Stephen Jennings, partner & solicitor at Tozer Solicitors, advised agencies to take the following steps.

  • Carry out a risk assessment to ensure appropriate health & safety. Are there simple steps that can be taken to remove or reduce the risk, such as banning lone working or installing panic alarms?
  • Involve staff – consult with them about what steps you can take to keep them safe and what risks they perceive. Ensure staff are instructed to follow and comply with these steps.
  • Ensure staff know what to do when confronted with aggression. This should be discussed and agreed but, in essence, is likely to involve keeping calm and asking for assistance from a colleague (or the police in a serious case).

“The action each agency takes is likely to differ depending on their staff, set-up of their offices/working practices and the nature of the risks involved,” Jennings added. “Employers should ensure (and document) that they have carefully considered employee safety, and arrangements should be reviewed regularly to ensure they remain effective and are known to/implemented by staff.”

Jahad Rahman, partner at Rahman Lowe Solicitors, echoed Jennings’ sentiments, advising recruiters to adopt a zero tolerance approach to dealing with violent and aggressive behaviour towards consultants. 

“Reinforcing the fact that staff should be treated with respect, training on recognising violent behaviour, and utilising criminal and civil proceedings are also important factors. Of course, it would be the victim’s responsibility to press charges but companies should offer support.”

Meanwhile Melanie Stancliffe, partner at law firm Irwin Mitchell, told Recruiter agencies are not likely to be found to have failed in their duty to care to workers discriminated against by candidates on their premises.

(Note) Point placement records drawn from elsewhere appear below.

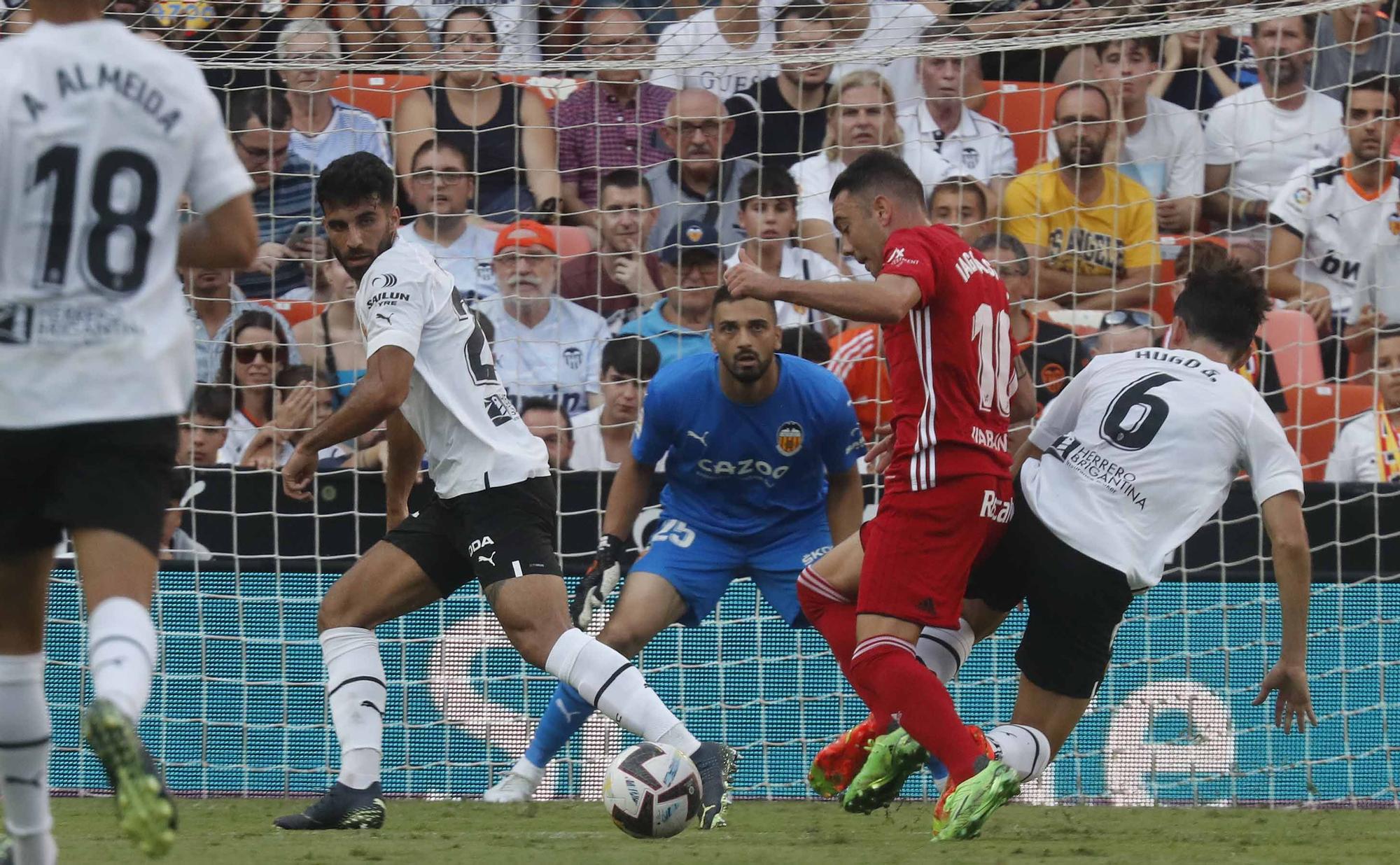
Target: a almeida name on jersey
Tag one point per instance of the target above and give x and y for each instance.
(127, 85)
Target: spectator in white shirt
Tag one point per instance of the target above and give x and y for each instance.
(603, 436)
(883, 27)
(323, 128)
(215, 304)
(962, 204)
(1368, 449)
(975, 145)
(551, 425)
(1258, 138)
(768, 212)
(860, 118)
(254, 356)
(1334, 216)
(1160, 145)
(544, 346)
(440, 190)
(688, 51)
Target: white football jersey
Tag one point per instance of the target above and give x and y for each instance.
(457, 405)
(1340, 227)
(102, 132)
(561, 358)
(1140, 451)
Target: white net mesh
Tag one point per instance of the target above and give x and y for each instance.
(498, 111)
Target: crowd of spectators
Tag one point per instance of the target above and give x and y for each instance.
(589, 219)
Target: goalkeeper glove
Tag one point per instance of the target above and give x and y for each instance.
(598, 582)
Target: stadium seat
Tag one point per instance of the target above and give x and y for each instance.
(376, 93)
(1293, 338)
(1315, 414)
(1027, 111)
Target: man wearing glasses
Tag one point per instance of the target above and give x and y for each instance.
(260, 122)
(1091, 230)
(698, 185)
(440, 190)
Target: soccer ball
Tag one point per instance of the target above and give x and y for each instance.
(652, 792)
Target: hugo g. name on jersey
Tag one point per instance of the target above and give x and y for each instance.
(102, 132)
(1339, 225)
(1140, 451)
(470, 429)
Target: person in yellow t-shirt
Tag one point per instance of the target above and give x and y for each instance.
(1093, 230)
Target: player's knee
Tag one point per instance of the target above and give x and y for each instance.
(625, 638)
(536, 639)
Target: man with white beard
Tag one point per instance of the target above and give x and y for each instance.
(544, 346)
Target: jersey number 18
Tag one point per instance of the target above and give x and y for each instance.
(99, 225)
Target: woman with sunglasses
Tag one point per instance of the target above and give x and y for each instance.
(255, 353)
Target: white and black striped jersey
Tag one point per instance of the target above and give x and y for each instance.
(1340, 225)
(1140, 451)
(102, 134)
(470, 429)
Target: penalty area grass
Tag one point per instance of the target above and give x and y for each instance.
(240, 832)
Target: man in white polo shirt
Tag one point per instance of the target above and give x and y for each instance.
(544, 346)
(975, 145)
(1258, 138)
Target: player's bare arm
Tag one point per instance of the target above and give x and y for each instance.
(226, 239)
(845, 505)
(884, 302)
(383, 390)
(1293, 570)
(401, 472)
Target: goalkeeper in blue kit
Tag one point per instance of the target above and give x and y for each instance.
(761, 477)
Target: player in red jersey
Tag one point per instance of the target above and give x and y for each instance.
(948, 488)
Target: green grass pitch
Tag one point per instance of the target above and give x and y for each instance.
(239, 832)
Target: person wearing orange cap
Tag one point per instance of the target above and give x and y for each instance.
(545, 345)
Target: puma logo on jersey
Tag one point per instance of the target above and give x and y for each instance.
(995, 509)
(897, 257)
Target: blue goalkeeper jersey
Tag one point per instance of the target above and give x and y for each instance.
(737, 470)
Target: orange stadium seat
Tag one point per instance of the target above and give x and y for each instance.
(1293, 338)
(1315, 414)
(1027, 111)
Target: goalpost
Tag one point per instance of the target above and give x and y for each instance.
(239, 706)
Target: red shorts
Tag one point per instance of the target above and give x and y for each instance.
(922, 547)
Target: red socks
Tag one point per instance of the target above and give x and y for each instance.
(887, 674)
(834, 615)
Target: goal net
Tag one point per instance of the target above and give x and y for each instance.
(524, 110)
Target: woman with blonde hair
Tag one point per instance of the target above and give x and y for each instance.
(860, 118)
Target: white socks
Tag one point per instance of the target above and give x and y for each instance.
(1023, 748)
(618, 689)
(356, 691)
(122, 654)
(24, 759)
(944, 650)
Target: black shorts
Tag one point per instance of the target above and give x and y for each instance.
(1076, 604)
(113, 475)
(492, 535)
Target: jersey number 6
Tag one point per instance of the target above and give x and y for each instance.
(1136, 416)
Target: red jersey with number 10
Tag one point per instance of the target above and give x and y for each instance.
(951, 363)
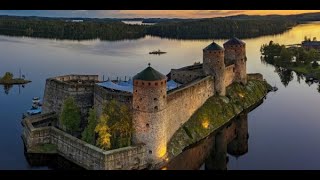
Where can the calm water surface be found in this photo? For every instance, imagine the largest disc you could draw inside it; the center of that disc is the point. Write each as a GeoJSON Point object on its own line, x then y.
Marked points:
{"type": "Point", "coordinates": [284, 130]}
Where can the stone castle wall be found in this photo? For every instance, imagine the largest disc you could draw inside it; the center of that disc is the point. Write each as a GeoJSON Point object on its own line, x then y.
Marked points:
{"type": "Point", "coordinates": [237, 54]}
{"type": "Point", "coordinates": [149, 118]}
{"type": "Point", "coordinates": [213, 64]}
{"type": "Point", "coordinates": [184, 101]}
{"type": "Point", "coordinates": [80, 87]}
{"type": "Point", "coordinates": [82, 153]}
{"type": "Point", "coordinates": [185, 76]}
{"type": "Point", "coordinates": [102, 95]}
{"type": "Point", "coordinates": [229, 75]}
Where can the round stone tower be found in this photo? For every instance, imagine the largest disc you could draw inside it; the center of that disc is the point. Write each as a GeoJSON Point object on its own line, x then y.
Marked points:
{"type": "Point", "coordinates": [149, 117]}
{"type": "Point", "coordinates": [235, 52]}
{"type": "Point", "coordinates": [213, 64]}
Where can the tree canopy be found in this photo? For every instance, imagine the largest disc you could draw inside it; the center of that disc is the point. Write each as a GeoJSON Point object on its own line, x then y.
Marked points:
{"type": "Point", "coordinates": [70, 117]}
{"type": "Point", "coordinates": [115, 126]}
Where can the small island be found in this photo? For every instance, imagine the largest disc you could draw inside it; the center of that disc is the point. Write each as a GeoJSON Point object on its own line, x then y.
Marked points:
{"type": "Point", "coordinates": [8, 79]}
{"type": "Point", "coordinates": [302, 58]}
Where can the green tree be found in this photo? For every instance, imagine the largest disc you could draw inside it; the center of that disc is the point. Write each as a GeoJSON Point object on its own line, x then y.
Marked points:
{"type": "Point", "coordinates": [70, 116]}
{"type": "Point", "coordinates": [7, 76]}
{"type": "Point", "coordinates": [88, 134]}
{"type": "Point", "coordinates": [104, 132]}
{"type": "Point", "coordinates": [285, 56]}
{"type": "Point", "coordinates": [312, 55]}
{"type": "Point", "coordinates": [315, 64]}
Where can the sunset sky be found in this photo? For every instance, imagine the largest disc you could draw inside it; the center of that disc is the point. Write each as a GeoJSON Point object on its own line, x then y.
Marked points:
{"type": "Point", "coordinates": [148, 13]}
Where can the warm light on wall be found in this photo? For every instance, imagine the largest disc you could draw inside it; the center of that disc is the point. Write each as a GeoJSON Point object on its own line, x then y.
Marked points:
{"type": "Point", "coordinates": [162, 151]}
{"type": "Point", "coordinates": [205, 123]}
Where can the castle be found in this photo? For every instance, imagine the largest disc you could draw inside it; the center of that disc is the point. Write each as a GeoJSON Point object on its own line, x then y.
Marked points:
{"type": "Point", "coordinates": [160, 104]}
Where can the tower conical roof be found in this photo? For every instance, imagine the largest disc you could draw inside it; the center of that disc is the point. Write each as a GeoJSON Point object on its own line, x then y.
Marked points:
{"type": "Point", "coordinates": [149, 74]}
{"type": "Point", "coordinates": [234, 41]}
{"type": "Point", "coordinates": [213, 47]}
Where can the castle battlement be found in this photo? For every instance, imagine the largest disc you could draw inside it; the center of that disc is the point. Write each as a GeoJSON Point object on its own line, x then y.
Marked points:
{"type": "Point", "coordinates": [160, 105]}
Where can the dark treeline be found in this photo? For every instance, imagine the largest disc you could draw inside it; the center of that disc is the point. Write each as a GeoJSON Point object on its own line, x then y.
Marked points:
{"type": "Point", "coordinates": [242, 26]}
{"type": "Point", "coordinates": [64, 29]}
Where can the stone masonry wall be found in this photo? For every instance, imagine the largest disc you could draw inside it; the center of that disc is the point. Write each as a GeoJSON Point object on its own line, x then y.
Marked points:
{"type": "Point", "coordinates": [185, 76]}
{"type": "Point", "coordinates": [229, 75]}
{"type": "Point", "coordinates": [57, 91]}
{"type": "Point", "coordinates": [84, 154]}
{"type": "Point", "coordinates": [183, 102]}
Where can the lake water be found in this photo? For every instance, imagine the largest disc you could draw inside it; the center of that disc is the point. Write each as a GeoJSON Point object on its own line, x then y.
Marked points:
{"type": "Point", "coordinates": [283, 131]}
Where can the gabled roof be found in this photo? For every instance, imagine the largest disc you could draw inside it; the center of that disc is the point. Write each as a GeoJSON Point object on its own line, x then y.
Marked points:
{"type": "Point", "coordinates": [149, 74]}
{"type": "Point", "coordinates": [234, 41]}
{"type": "Point", "coordinates": [213, 47]}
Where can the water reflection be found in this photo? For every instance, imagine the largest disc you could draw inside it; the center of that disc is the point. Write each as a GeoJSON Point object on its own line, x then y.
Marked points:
{"type": "Point", "coordinates": [49, 161]}
{"type": "Point", "coordinates": [285, 75]}
{"type": "Point", "coordinates": [8, 87]}
{"type": "Point", "coordinates": [211, 152]}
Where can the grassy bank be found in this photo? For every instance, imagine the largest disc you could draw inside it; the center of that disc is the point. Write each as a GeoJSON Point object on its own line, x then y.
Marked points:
{"type": "Point", "coordinates": [215, 112]}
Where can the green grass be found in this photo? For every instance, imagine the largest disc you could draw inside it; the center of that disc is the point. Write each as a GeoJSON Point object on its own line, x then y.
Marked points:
{"type": "Point", "coordinates": [43, 148]}
{"type": "Point", "coordinates": [215, 112]}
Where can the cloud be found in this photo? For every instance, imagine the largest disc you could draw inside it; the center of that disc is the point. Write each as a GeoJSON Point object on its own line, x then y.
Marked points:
{"type": "Point", "coordinates": [147, 13]}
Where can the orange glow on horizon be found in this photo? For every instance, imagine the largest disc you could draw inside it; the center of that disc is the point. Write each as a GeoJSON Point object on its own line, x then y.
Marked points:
{"type": "Point", "coordinates": [207, 13]}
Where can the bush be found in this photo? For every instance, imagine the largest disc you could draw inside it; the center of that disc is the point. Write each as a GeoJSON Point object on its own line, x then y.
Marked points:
{"type": "Point", "coordinates": [315, 64]}
{"type": "Point", "coordinates": [70, 117]}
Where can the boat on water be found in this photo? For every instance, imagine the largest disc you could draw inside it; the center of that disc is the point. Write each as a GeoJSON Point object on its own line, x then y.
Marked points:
{"type": "Point", "coordinates": [36, 108]}
{"type": "Point", "coordinates": [274, 89]}
{"type": "Point", "coordinates": [157, 52]}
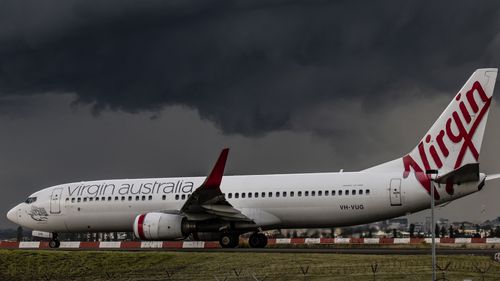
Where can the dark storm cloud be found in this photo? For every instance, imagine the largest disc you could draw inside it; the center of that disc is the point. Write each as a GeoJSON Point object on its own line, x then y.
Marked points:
{"type": "Point", "coordinates": [249, 66]}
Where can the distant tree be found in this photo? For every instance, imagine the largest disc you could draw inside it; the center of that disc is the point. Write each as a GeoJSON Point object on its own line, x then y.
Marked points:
{"type": "Point", "coordinates": [412, 230]}
{"type": "Point", "coordinates": [19, 234]}
{"type": "Point", "coordinates": [497, 232]}
{"type": "Point", "coordinates": [443, 231]}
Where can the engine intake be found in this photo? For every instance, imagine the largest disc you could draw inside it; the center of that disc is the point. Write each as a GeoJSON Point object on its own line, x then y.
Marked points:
{"type": "Point", "coordinates": [159, 226]}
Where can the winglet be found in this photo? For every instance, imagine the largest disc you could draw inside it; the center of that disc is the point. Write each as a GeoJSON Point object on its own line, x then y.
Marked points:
{"type": "Point", "coordinates": [215, 177]}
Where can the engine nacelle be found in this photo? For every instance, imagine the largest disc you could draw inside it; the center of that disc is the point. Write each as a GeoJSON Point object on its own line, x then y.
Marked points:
{"type": "Point", "coordinates": [159, 226]}
{"type": "Point", "coordinates": [207, 236]}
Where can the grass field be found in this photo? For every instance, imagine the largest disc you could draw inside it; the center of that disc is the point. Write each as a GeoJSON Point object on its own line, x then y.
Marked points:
{"type": "Point", "coordinates": [98, 265]}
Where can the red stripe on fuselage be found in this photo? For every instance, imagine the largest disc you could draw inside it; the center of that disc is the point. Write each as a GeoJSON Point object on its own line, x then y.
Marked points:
{"type": "Point", "coordinates": [140, 227]}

“From a discrimination point of view, since the cases involving Bernard Manning – where he harassed two black members of staff at an event at a hotel, and the hotel was held responsible at the time – there’s been a flip-flop on that, so legally the employer is not responsible for the racial or sexual or other epithets coming out of an individual’s mouth if they are not their employee. They are liable for what their employees do but not the man on the street who comes in and hurls racial abuse, so from that point of view there is some protection and light at the end of the tunnel for employers, but they still have the same basic health & safety type duty of care.”